# Very pleased with Maxant



## Charlie B (May 20, 2011)

Show off!


----------



## EastSideBuzz (Apr 12, 2009)

Love mine too. It rocks. Gonna outgrow it in a year or so.


----------



## MAXANT (Sep 13, 2008)

:gh:


----------



## mmmooretx (Jun 4, 2012)

I guess the fat man in the red suit no longer likes me... 
Very pretty, still window shopping IRS tax return time for me.


----------



## EastSideBuzz (Apr 12, 2009)

Change your property to farm since you are a bee farmer and use that tax credit for a Maxant. The fat man in the red suit has a tough time stuffing it down the chimney. Honey is sticky and does not slide well.


----------



## Jim Stevens (Jan 15, 2007)

Ok, show off time. I received my 1400 last year; direct from Maxant. It makes short work of extracting.
I fabricated my own legs they are stainless steel.


----------



## beemandan (Dec 5, 2005)

Ok Jim Stevens....is that a 5 gallon bucket? If so, where did you get legs long enough? The legs that came with mine are too short to fit any 5 gallon bucket beneath the gate....


----------



## EastSideBuzz (Apr 12, 2009)

That is why I put the wheels and feet on mine so it gets above a 5 gallon bucket and strainer. Like the homemade legs. Nice job. Saw the picture and thought how did he get that color mine are red.

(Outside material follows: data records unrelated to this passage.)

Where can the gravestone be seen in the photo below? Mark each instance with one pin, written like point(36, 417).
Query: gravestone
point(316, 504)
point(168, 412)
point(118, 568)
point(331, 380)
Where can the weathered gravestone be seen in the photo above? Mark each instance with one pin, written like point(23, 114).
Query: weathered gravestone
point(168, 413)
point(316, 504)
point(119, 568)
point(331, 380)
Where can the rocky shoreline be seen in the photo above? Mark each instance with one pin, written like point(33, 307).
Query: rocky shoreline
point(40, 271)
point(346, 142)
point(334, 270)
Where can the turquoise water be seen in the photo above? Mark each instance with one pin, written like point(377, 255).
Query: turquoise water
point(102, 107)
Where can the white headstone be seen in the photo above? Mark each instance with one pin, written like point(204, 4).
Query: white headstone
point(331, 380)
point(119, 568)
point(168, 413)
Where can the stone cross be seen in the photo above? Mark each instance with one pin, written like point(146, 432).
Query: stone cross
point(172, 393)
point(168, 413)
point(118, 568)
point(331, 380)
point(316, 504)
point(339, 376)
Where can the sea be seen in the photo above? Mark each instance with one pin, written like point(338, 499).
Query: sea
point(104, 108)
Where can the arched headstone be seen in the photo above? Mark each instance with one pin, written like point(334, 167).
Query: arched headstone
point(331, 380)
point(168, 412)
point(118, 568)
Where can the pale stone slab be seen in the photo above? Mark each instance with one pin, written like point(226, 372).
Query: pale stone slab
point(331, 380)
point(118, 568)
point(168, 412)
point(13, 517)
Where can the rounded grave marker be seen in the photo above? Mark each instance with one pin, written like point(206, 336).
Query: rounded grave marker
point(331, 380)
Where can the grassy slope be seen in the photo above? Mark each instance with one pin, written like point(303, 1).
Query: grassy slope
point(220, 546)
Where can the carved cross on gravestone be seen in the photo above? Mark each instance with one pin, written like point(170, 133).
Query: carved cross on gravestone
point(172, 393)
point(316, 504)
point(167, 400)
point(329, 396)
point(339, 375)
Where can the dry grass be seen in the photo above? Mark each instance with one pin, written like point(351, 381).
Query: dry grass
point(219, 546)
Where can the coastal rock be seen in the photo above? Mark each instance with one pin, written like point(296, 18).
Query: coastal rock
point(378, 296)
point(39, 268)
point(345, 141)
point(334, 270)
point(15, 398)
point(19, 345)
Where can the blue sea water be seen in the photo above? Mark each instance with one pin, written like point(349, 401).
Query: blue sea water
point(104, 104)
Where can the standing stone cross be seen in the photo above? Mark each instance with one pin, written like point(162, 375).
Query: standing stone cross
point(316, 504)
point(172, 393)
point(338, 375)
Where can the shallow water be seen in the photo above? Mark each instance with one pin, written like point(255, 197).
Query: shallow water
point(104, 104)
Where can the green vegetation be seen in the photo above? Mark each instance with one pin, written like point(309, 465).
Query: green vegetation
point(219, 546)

I think Maxant wants you to buy the package with the pump etc. http://www.maxantindustries.com/pdfs/packages.pdf.


----------



## MAXANT (Sep 13, 2008)

Jim,
You are a showoff!
We just made a change to the legs and added more length to get a bucket under there easily!


----------



## Intheswamp (Jul 5, 2011)

All the new 1400's are coming with the longer legs?

Ed


----------



## Jim Stevens (Jan 15, 2007)

Eastside,
I do like the wood base with the wheels. I bet it makes moving your extractor a breeze! I had to get the wife too help move ours across the shop.

The bucket;
Look close at the 5gal bucket, does it look a little tall?... it is. I cut the top portion off a 5gal bucket to use as a spacer above the Honey bucket. This prevents the SS strainer from setting in the Honey below.

The Legs;
I had my buddy’s prop up the extractor above a 5 gal bucket with the strainer in place. I determined what dimension worked best. I then got some stainless steel una-strut (also called Superstrut) 1 5/8th x 1 5/8th and cut it to length, then cut angles in each leg and TIG welded them. Maxant had the holes laid out and drilled. I used SS nuts and bolts to fasten 
the legs onto the extractor. Walla!

Maxant makes a top grade extractor.

People can full with the rest BUT when you want the best go with Maxant.

Jake,
I don’t mind if you use my leg setup for inspiration.:lpf:


----------



## beemandan (Dec 5, 2005)

MAXANT said:


> We just made a change to the legs and added more length to get a bucket under there easily!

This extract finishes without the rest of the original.